A Soviet-era scientist claims to have sold a deadly nerve agent in the 1990s that Britain says poisoned an ex-spy and his daughter, classified documents obtained by a Russian investigative outlet have revealed.
Britain blames Russia for the March 4 poisoning of former double agent Sergei Skripal and his daughter Yulia in Salisbury with a Novichok-class nerve agent, a claim that Moscow denies. Leonid Rink, a chemist who served time for supplying a military-grade poison that was used to murder a Russian banker and his secretary in 1995, has made headlines this week for acknowledging that he had helped create the nerve agent.
"Yes, I understood these people planned to use the substance against people," Rink said in a classified 2000 testimony published by the Novaya Gazeta investigative newspaper on Thursday.
Top-secret case materials into the 1995 poisoning of Russian banking magnate Ivan Kivelidi and his assistant say the investigation “has established that Rink sold [the substance] to Chechens in Moscow.”

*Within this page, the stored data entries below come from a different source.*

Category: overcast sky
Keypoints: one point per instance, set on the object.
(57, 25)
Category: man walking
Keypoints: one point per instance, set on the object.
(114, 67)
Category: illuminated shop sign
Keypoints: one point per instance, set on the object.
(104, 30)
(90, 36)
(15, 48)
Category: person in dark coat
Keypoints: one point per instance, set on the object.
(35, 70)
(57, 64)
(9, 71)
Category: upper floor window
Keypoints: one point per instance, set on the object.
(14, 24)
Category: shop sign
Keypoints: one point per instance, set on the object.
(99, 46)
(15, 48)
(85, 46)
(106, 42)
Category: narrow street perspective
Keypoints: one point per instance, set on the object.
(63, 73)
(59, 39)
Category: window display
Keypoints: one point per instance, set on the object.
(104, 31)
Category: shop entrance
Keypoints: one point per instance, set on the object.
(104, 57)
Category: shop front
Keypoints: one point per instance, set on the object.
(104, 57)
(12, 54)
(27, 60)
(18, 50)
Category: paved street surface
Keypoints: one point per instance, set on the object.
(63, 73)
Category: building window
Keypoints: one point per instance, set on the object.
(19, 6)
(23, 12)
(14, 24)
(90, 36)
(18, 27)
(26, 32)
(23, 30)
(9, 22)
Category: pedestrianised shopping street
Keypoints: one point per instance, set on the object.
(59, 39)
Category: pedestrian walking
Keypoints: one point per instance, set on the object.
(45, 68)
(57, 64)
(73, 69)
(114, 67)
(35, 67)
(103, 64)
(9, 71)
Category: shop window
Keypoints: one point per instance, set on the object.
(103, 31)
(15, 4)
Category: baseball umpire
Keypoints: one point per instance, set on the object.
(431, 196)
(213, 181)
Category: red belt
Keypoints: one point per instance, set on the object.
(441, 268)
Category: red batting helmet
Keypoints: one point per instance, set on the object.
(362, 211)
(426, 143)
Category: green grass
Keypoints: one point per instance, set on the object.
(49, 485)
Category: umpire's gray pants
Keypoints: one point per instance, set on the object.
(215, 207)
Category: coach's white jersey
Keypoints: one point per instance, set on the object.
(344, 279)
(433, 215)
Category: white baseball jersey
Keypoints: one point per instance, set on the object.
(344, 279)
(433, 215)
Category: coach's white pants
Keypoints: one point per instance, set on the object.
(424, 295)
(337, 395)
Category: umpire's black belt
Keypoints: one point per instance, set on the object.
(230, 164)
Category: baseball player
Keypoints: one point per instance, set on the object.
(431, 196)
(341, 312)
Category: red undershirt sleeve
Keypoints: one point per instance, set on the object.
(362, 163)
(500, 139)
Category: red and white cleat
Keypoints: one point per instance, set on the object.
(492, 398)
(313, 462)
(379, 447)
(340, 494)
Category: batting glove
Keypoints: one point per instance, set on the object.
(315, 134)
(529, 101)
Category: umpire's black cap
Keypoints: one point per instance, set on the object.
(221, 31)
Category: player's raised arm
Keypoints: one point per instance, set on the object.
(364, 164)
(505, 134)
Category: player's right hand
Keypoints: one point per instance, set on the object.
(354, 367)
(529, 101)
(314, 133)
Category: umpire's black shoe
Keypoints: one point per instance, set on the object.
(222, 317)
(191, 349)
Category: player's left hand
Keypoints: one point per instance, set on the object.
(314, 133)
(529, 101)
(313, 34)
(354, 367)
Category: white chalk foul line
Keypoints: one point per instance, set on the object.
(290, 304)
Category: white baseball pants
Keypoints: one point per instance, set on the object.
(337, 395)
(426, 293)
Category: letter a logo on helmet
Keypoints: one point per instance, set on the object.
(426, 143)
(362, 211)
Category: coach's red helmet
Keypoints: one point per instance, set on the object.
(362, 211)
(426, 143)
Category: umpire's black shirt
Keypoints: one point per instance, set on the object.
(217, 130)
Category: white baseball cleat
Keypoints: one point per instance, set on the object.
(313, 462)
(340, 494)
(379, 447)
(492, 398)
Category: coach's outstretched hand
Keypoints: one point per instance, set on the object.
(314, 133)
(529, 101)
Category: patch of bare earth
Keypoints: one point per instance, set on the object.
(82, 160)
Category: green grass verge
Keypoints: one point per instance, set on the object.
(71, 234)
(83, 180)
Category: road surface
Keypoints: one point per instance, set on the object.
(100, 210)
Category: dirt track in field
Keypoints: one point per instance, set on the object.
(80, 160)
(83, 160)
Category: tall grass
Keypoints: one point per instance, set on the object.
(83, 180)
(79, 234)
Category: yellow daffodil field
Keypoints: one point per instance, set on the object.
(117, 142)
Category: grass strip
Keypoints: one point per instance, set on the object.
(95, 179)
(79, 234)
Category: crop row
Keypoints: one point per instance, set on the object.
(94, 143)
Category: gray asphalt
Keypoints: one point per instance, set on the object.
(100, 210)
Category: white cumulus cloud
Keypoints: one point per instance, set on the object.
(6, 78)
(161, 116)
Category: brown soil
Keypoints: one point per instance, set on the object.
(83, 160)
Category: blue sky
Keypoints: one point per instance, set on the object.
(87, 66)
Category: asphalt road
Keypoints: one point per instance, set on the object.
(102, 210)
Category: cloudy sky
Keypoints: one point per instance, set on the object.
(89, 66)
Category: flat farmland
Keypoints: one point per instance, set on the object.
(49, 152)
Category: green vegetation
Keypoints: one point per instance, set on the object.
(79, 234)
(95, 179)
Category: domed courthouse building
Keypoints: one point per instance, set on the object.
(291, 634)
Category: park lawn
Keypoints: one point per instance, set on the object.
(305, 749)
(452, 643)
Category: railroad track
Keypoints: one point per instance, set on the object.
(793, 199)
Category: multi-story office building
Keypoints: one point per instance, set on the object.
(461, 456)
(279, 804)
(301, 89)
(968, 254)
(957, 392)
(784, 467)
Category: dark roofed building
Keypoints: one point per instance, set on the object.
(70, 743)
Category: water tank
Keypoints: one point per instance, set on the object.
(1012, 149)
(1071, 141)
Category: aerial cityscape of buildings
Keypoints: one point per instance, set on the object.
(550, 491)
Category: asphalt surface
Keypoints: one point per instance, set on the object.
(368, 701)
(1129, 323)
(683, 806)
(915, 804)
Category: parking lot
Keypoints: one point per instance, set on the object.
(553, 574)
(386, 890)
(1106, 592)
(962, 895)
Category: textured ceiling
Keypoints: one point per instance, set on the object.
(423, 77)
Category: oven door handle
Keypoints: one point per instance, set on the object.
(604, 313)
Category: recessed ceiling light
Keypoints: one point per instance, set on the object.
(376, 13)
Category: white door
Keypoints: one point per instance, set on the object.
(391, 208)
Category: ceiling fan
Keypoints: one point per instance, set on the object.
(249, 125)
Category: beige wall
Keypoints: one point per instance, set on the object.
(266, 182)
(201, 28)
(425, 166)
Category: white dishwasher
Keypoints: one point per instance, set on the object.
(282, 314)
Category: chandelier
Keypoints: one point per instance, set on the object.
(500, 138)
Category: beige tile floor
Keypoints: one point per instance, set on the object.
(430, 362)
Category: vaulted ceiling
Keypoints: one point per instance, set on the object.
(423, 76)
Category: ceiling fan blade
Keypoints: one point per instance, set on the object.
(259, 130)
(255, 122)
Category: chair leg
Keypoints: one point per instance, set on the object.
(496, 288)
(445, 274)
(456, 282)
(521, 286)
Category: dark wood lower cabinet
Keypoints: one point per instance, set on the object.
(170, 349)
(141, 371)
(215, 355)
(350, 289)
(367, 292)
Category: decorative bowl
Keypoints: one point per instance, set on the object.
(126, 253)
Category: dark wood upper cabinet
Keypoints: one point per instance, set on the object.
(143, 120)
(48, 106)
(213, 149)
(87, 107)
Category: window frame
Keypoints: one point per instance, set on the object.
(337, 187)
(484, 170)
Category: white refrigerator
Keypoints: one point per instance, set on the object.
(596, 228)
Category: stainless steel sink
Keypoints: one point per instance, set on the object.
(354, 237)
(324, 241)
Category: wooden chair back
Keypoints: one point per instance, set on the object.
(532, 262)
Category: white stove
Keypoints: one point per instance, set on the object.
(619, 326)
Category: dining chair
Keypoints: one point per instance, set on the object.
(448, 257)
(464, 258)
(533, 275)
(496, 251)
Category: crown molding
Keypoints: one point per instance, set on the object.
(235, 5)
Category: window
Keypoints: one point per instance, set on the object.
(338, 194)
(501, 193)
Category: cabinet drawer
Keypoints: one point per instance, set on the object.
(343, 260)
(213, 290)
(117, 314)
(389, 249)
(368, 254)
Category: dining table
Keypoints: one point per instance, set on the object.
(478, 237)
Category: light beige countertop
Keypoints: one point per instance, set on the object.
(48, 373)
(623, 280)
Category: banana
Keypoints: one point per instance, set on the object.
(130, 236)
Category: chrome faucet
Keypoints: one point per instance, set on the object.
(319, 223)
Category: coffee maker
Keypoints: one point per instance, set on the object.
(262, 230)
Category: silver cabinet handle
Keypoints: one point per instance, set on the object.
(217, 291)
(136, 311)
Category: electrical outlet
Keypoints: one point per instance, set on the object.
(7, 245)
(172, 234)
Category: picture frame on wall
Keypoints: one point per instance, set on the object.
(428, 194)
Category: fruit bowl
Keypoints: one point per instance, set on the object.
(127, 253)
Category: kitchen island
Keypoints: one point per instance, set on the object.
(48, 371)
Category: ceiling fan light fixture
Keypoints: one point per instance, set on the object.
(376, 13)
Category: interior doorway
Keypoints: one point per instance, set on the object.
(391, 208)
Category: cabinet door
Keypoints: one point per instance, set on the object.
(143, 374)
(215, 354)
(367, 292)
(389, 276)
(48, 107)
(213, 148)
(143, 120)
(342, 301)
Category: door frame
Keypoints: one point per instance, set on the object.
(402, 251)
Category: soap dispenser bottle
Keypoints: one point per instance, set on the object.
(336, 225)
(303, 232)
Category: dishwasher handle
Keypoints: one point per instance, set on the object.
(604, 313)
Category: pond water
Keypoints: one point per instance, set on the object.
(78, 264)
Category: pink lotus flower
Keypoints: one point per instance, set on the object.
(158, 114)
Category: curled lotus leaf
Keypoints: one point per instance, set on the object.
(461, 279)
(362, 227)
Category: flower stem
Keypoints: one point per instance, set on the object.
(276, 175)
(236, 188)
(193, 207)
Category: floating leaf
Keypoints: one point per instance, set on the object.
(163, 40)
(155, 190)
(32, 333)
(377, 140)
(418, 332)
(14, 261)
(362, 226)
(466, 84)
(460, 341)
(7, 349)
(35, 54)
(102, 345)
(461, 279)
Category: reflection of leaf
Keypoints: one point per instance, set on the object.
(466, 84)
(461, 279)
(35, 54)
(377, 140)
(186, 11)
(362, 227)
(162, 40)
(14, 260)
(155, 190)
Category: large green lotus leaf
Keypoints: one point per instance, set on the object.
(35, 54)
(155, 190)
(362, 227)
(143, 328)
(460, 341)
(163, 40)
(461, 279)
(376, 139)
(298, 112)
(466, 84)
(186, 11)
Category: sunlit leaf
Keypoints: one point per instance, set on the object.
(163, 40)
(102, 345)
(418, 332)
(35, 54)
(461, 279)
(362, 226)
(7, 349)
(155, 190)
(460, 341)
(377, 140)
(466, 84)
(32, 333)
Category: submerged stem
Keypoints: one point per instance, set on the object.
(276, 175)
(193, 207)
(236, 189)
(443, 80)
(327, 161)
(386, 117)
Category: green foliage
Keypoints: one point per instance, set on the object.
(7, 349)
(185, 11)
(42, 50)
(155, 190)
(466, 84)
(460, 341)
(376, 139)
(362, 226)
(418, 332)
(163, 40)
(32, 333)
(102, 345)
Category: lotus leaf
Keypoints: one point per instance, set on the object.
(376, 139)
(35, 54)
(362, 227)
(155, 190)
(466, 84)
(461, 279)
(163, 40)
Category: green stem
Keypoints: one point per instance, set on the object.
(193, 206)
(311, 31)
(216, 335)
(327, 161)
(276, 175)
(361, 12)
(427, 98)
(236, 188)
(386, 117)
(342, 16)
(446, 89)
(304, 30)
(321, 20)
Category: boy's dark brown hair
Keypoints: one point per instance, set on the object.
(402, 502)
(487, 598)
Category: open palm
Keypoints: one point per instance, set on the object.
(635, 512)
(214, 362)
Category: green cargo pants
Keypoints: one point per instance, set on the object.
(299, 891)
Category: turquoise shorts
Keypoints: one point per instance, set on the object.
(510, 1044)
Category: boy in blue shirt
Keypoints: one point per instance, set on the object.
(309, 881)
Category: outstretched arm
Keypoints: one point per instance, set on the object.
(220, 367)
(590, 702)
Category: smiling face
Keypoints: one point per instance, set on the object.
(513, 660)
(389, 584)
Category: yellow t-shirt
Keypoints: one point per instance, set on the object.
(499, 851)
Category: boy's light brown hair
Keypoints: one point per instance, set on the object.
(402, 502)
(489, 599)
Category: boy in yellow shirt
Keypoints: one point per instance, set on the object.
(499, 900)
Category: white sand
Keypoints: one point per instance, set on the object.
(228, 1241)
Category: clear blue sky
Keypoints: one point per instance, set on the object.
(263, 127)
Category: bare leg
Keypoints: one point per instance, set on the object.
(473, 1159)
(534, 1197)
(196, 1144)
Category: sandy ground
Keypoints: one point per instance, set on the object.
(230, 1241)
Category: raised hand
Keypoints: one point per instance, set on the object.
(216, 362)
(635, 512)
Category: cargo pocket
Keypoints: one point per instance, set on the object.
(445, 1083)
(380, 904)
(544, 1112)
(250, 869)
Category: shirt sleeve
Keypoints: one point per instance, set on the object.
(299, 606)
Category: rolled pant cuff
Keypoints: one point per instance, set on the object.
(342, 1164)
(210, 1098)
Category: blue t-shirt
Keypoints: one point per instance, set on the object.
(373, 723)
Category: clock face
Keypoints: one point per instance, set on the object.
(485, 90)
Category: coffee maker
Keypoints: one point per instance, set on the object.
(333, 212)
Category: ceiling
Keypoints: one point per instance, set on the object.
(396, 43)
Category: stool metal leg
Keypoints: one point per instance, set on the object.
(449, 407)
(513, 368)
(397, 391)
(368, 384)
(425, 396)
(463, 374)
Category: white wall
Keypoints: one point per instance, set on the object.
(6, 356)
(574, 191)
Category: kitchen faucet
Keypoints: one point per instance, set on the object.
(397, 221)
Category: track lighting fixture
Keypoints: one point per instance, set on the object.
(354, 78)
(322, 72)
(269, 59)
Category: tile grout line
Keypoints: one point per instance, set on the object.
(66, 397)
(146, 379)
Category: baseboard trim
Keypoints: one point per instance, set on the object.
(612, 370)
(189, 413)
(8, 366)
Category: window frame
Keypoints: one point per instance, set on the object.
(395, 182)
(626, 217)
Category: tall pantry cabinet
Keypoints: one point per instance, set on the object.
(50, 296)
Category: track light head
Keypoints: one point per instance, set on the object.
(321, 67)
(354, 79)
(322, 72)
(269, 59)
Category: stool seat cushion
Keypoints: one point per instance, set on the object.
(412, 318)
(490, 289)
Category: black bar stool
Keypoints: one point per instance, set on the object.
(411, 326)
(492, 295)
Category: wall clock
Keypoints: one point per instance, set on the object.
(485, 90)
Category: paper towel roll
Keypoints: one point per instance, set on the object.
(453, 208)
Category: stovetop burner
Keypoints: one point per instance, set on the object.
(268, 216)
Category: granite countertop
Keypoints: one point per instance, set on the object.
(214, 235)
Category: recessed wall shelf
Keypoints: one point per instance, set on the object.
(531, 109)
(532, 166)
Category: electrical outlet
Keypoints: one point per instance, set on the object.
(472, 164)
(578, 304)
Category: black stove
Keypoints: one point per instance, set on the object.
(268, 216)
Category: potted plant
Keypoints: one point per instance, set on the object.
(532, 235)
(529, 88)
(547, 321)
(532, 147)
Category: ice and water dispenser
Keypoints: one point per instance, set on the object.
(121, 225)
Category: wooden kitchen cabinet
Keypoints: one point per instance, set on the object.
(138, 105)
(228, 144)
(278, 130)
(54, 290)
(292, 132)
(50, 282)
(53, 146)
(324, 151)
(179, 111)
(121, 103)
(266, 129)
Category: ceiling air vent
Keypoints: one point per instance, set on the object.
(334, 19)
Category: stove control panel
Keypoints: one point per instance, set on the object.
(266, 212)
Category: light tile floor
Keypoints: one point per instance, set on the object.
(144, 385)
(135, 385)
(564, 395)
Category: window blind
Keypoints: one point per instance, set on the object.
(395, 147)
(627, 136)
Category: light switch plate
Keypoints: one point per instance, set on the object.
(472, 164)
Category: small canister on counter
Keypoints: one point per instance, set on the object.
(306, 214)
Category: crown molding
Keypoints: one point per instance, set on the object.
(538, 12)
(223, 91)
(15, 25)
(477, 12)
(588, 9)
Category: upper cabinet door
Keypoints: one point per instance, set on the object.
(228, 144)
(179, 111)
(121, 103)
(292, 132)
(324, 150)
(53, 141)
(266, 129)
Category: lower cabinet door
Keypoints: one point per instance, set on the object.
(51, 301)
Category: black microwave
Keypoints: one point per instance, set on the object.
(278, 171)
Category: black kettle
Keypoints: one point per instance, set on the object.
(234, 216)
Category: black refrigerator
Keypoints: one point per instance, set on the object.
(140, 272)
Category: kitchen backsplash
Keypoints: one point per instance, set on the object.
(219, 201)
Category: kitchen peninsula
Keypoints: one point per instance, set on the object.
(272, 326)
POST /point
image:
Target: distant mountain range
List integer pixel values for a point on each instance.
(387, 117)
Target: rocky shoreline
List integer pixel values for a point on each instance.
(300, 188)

The classified materials say that Rink sold the poisonous substance to the Chechen criminal groups a month after Kivelidi had been murdered.
Rink handed over hundreds of deadly doses of the poison that was used in the 1995 murder in an ampoule hidden inside a pen presentation box at a train station in central Moscow, according to his statement that the Reuters news agency reported on last week.
Rink said he was paid up to $1,800 for the sale, according to Novaya Gazeta.
A top-secret chemical research facility in the Russian town of Shikhany continued the development of a Novichok-type substance until 1994, the interrogation file cites an unnamed chemist who was present at Rink’s testimony as saying.
On Thursday, a London court granted permission for blood samples to be taken from the Skripals for examination by chemical weapons inspectors in the ongoing investigation.